Das hatten die beiden Gutachter Josef Sachs und Elmar Habermeyer aber nicht gemacht. Vor dem Obergericht hielten sie daran fest, dass sie Thomas N. nicht als dauerhaft untherapierbar einstufen könnten. Die Staatsanwältin versuchte, die lebenslange Verwahrung mit einem anderen Argument zu erwirken: Sie sagte, die von den Gutachtern diagnostizierten psychischen Störungen hätten keinen Zusammenhang mit der Tat. Es sei ihm vielmehr gelungen, die Psychiater zu täuschen. «Es liegt keine schwere psychische Störung vor, die mit den Tötungsdelikten in Zusammenhang steht», sagte sie. Insofern sei Thomas N. auch gar nicht therapierbar. Das Bundesgericht habe bereits entschieden, dass unter diesen Umständen auch psychisch gesunde Menschen lebenslang verwahrt werden könnten.

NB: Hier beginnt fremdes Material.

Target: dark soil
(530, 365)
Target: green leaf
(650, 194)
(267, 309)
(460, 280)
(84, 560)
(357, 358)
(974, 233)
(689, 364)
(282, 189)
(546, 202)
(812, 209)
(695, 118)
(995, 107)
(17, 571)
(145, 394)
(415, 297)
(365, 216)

«Erste Weihnachten ohne den Fall»
Dieser Argumentation folgte das Obergericht ebenso wenig wie die Vorinstanz. «Die lebenslängliche Verwahrung kann nur angeordnet werden, wenn der Täter von den Gutachtern als nicht therapierbar eingestuft wird und nicht», stellte Oberrichter Jann Six klar (SVP). Die Voraussetzungen für die ordentliche Verwahrung seien hingegen gegeben, auch weil die Rückfallgefahr hoch sei.
Nach Verbüssen seiner lebenslangen Freiheitsstrafe wird N. damit verwahrt. Frühestens fünf Jahre danach kann er eine Überprüfung seines Therapieerfolgs fordern. Wird er weiterhin als nicht therapiert eingestuft, bleibt er hinter Gittern.
Das Urteil kann ans Bundesgericht weitergezogen werden. Ob das geschieht, ist noch unklar. Für die Staatsanwältin und die Verteidigerin geht vorerst eine belastende Zeit vorüber. «Vor drei Jahren hat dieser Fall begonnen», sagte Staatsanwältin Loppacher.«Das werden die ersten Weihnachten, an denen ich den Fall nicht im Hinterkopf habe. Ich bin sehr froh.»